1) F1 inbreeding, if the offspring has four phenotypes, and the ratio is 9 3 3 1, then it can be judged that these two pairs of alleles are located on two pairs of homologous chromosomes, and their inheritance follows the law of free combination. Analysis: Because AA and BB are located on two pairs of homologous chromosomes, AABB can produce four gametes, namely AB AB AB AB=1 1 1 1, male and female gametes are randomly combined, and the offspring will appear A-B- A-BB AAB- AABB = 9 3 3 1.
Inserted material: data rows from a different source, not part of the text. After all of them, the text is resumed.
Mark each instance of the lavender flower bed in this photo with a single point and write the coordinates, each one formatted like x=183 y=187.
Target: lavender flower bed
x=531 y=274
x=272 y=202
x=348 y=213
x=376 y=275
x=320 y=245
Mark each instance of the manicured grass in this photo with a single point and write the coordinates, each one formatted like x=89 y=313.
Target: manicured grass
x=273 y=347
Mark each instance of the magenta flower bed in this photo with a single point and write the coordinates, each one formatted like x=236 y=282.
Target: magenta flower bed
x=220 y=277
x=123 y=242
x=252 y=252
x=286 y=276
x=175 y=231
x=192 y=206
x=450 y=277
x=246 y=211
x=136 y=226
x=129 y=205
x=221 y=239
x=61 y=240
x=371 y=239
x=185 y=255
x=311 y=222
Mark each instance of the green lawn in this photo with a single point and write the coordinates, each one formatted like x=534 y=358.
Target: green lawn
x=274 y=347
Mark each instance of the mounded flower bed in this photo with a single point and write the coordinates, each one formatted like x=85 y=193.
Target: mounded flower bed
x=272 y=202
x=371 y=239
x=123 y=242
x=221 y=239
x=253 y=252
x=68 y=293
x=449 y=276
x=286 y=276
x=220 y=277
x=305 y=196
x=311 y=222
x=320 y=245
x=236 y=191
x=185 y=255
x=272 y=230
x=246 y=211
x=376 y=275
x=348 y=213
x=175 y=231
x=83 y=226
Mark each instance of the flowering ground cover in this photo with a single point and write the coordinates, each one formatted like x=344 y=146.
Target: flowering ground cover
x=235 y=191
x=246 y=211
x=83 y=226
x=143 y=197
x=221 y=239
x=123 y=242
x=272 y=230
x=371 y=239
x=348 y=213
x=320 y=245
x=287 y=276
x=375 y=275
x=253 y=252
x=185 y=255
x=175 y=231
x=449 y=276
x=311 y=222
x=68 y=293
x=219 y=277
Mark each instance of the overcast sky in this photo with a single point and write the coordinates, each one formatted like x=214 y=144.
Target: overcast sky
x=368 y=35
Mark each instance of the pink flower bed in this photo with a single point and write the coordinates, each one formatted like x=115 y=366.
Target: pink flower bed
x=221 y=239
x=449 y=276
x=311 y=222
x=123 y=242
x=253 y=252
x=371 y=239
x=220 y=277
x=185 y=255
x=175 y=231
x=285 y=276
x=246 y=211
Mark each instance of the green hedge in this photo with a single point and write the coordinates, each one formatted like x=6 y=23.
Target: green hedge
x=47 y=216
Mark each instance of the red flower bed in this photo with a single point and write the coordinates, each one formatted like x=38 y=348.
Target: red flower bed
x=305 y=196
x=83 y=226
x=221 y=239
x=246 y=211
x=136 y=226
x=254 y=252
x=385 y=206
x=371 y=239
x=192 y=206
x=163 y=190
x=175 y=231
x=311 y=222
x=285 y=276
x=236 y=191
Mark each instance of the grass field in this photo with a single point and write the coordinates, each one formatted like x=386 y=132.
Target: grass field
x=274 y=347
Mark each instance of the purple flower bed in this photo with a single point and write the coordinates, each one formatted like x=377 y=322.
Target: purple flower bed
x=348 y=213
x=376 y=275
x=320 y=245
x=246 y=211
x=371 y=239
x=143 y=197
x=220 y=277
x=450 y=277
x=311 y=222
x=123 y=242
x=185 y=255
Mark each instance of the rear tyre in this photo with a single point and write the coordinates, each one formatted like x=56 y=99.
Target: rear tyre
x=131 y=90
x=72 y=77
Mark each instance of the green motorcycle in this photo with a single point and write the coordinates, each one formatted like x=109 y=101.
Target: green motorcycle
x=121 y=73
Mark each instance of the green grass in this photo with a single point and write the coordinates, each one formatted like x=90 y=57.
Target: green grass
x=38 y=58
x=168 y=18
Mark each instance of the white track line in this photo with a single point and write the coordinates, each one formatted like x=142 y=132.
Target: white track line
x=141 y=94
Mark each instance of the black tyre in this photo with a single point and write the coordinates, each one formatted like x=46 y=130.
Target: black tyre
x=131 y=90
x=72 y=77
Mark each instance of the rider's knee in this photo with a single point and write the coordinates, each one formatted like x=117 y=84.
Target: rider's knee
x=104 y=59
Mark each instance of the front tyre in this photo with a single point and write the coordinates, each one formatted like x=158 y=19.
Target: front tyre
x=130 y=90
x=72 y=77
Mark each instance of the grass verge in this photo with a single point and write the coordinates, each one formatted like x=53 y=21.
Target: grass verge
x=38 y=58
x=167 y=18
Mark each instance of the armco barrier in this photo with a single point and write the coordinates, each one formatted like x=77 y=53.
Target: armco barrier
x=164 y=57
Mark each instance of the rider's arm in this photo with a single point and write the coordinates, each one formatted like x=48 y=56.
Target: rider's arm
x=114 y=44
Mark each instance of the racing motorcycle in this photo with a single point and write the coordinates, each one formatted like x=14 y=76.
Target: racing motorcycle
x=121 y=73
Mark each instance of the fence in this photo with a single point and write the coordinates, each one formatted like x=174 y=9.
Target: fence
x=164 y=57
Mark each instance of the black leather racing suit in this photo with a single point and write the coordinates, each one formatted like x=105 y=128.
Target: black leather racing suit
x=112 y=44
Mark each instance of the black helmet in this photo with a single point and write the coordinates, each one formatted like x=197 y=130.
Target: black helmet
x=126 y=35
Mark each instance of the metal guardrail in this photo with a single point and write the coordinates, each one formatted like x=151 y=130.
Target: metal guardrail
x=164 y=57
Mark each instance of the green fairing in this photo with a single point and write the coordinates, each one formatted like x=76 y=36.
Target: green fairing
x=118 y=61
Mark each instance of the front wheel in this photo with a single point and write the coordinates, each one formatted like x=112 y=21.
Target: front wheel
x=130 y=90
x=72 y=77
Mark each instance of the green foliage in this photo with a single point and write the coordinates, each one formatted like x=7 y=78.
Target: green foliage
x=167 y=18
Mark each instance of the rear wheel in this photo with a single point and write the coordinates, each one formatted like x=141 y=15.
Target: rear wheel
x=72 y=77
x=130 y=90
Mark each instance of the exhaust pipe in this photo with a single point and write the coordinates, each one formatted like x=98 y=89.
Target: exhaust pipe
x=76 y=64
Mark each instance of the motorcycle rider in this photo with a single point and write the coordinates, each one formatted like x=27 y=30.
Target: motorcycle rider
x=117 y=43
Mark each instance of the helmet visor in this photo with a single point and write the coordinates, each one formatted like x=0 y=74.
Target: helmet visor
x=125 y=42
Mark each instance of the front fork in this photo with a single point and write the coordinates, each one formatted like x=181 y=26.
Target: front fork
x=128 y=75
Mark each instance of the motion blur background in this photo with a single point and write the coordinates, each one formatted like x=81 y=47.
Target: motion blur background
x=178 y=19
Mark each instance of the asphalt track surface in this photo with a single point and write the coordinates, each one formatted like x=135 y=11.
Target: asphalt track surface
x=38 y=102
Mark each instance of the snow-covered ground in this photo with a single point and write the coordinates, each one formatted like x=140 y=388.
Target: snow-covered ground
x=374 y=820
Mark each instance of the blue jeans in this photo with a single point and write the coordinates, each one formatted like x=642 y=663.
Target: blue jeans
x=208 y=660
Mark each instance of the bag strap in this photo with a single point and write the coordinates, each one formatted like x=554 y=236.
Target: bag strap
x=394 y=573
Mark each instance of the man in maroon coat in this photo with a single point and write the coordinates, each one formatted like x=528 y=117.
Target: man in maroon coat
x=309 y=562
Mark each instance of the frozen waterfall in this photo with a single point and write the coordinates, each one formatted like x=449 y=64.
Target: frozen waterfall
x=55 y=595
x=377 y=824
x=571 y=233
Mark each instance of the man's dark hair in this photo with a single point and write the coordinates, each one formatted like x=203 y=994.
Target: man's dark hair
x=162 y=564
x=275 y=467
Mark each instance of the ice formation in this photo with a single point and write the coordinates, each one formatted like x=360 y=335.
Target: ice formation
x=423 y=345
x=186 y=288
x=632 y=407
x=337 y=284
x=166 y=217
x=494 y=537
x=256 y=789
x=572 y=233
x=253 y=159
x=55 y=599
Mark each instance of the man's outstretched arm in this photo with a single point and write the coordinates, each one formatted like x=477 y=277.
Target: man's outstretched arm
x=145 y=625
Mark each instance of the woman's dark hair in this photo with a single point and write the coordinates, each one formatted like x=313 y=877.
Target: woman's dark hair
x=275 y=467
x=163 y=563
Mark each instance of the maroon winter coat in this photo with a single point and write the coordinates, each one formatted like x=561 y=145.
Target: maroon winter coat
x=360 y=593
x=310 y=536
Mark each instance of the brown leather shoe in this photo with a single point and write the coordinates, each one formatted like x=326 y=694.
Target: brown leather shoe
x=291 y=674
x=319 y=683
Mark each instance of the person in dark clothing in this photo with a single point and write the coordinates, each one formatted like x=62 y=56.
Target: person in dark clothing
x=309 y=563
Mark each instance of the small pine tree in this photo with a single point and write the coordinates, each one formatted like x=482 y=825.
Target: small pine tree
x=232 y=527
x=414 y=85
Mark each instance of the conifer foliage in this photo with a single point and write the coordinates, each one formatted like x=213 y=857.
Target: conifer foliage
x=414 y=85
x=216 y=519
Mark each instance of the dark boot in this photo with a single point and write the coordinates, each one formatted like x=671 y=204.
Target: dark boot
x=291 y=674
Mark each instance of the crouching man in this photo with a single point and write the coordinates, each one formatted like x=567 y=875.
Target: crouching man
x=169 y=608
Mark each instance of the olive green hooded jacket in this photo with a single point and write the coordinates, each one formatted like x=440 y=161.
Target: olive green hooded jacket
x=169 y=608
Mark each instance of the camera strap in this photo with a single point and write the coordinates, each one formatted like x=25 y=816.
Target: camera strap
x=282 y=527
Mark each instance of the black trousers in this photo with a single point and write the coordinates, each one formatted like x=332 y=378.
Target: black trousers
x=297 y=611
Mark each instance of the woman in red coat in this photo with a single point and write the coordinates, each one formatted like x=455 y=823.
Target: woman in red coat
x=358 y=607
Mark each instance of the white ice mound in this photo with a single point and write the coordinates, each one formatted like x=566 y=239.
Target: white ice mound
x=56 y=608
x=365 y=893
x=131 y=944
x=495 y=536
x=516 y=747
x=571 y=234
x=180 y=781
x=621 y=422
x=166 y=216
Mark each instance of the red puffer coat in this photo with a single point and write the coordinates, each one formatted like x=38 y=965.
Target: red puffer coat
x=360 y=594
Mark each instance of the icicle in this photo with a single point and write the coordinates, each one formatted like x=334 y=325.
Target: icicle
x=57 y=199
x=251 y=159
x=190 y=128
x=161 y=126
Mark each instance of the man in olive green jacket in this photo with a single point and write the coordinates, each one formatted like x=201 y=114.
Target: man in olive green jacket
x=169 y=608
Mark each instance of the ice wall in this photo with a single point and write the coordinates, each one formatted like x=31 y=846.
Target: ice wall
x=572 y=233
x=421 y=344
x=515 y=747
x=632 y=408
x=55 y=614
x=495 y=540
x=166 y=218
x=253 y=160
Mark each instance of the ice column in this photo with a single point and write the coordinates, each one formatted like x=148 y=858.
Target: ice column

If this is not the case in the offspring, it is known that the two pairs of alleles are located on the same pair of homologous chromosomes, following the law of linkage inheritance. Let a and b be on one chromosome and a and b on one chromosome. There are two more cases:

One is that there is no cross-exchange, then AABB only produces two gametes, that is, ab ab=1 1, male and female gametes are randomly combined, and the offspring will appear a-b- aaabb=3 1, which is a complete linkage. One case is that cross-swapping occurs, then ABB will produce four gametes, namely AB, AB, AB, AB, AB, of which AB and AB account for the majority, and AB and AB account for the minority, so that with the random combination of male and female gametes, the offspring will also appear four phenotypes, but the traits of A-B- and AAB- will be in the majority, and the traits of A-BB and AAB- will be in the minority. This is an incomplete chain.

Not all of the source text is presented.